When will government start governing for the people? When will the ANC eventually realise that they're slowly but surely killing off their supporters? Good thing for all the conservatives you might think, but not at this cost!

Getting back to Mugabe. NEPAD (New Partnership of Africa's Development) support has been dropping in the Northern hemisphere. A South African and Nigerian initiative to promote African trade in the rest of the world, has a member which is not much liked in developed countries namely Robert Mugabe. Mbeki pleaded with the Commonwealth not to suspend Zimbabwe after the abortion they called a "fair and free" election. Eventually all agreed on a years' suspension only. Now the North has flooded Africa with criticism over the handling of the Zimbabwe affair, threatening withdrawal from NEPAD if neighbours can't look after neighbours. And here I must agree with Alec Irwin and Jacob Zuma (makes a change, doesn't it). Then again, if your neighbours' wife is alone at home being raped, will you sit back and turn up the TV or will you call the cops? If your neighbour dumps all his refuse / rubbish on the paving, will you reprimand him or join him?

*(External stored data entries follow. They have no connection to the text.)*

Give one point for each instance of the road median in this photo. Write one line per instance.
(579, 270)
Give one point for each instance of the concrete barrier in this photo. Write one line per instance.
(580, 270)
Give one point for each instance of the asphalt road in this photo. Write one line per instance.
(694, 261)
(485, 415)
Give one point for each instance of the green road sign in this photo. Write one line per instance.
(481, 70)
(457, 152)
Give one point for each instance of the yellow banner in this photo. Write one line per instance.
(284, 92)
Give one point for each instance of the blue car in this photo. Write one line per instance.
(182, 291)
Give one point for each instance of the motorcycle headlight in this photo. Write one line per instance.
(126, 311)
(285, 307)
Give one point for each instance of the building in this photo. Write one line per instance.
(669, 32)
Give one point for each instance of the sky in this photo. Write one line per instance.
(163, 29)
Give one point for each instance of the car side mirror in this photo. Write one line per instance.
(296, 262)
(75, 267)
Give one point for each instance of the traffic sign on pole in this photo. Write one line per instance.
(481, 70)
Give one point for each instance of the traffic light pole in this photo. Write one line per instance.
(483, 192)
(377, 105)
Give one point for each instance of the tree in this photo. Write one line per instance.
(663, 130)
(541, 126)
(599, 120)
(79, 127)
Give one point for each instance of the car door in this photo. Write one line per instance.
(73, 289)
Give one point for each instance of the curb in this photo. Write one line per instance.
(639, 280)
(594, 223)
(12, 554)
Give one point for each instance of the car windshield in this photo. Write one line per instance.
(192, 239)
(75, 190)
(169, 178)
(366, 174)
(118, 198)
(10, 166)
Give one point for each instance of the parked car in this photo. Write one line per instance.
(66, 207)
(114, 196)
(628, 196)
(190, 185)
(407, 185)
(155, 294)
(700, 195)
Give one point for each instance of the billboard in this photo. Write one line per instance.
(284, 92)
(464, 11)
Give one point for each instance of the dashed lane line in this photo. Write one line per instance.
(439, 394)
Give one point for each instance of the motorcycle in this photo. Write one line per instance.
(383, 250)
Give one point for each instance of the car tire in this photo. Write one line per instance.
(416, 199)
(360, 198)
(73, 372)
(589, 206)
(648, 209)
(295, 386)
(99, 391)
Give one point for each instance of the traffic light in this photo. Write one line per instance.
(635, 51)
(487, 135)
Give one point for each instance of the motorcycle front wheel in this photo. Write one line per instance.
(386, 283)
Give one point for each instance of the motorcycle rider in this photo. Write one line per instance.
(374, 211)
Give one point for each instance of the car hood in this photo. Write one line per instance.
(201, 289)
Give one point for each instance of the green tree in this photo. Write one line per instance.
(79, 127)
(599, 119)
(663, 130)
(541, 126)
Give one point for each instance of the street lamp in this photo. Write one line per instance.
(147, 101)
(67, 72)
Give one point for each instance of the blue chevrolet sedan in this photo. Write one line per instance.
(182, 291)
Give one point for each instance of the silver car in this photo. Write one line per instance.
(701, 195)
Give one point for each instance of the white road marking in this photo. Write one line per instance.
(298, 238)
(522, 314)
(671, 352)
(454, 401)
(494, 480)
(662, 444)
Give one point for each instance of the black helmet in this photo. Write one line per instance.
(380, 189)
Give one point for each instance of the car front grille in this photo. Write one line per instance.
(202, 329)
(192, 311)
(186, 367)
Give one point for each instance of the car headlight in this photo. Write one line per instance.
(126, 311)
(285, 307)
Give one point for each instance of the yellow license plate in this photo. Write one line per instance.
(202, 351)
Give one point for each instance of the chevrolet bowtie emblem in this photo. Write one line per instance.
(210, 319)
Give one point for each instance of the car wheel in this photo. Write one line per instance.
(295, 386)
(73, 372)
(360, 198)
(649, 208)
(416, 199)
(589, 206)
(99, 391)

Now let's get real here! What did the government expect after their initial jubilation of the fairness and "freeness" of the Zimbabwe election, to only afterwards tone down their party music? Did they really think that the world would ignore their own analysis of the proceedings and accept South Africas' version? Not! And with more intimidation and attacks than ever before in ZImbabwe, what must the developed world do now? The limited sanctions were a good start, but what do you do with a worm like Mugabe? Squash him.
Of course Zanu-PFs' Zimbabwe is a bad apple in the African basket. Get rid of it now. Exclude it from feature plans, especially as far as economic development with the "outside Africa" is concerned.

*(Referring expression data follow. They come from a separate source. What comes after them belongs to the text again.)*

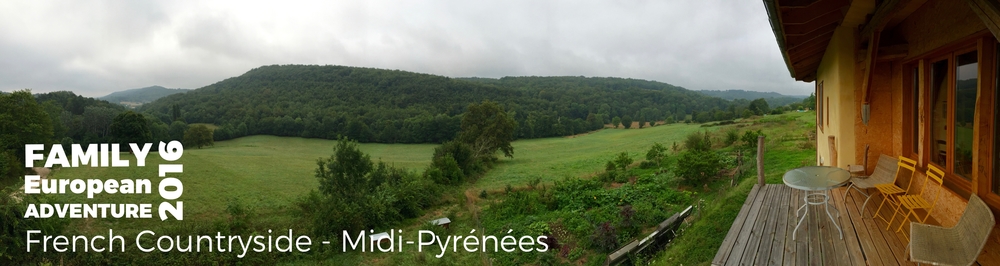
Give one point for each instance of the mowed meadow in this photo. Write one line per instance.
(269, 173)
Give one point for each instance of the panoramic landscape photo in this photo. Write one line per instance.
(493, 133)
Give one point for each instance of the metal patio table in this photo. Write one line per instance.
(816, 181)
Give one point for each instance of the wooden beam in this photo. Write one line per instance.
(886, 53)
(821, 32)
(796, 3)
(903, 10)
(877, 22)
(870, 63)
(811, 48)
(824, 39)
(813, 27)
(798, 15)
(809, 26)
(814, 59)
(989, 12)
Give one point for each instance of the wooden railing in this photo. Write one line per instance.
(665, 232)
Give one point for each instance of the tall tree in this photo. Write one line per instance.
(22, 121)
(759, 107)
(175, 112)
(130, 127)
(486, 128)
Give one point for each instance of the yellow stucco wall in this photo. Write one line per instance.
(837, 74)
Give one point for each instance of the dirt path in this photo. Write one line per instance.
(470, 202)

And in the meantime our economy has not seen the worst of the falling Rand saga as yet. Last week I reported on the price of milk, so big was my surprise when checking sachet prices at the local Engen (Mobil) shop and discovering that these guys charge well over six bucks a liter! Then again cigarette prices are close on 30% more than at the local Greek shop. Should've expected that! Big story on Sunday was the relevant price increases on basic foodstuff. With some products being increased by up to between 40 and 69% in one go where the estimated manufacturing cost amounted to nothing more than 12 to 14%. But this ain't nothing yet! Fuel is going up by 25 cents a liter next month which will speed up the already rolling ball of ever increasing prices.

I am currently looking at a certain business opportunity with the prospect of starting my own business. Seems this is the only way to "sort-of" survive in this country. Looking at most of our population the business owner seems to be the survivor. That of course excludes all high-flying government officials

If you haven't seen a Banana Republic as yet, hang on, we're getting there!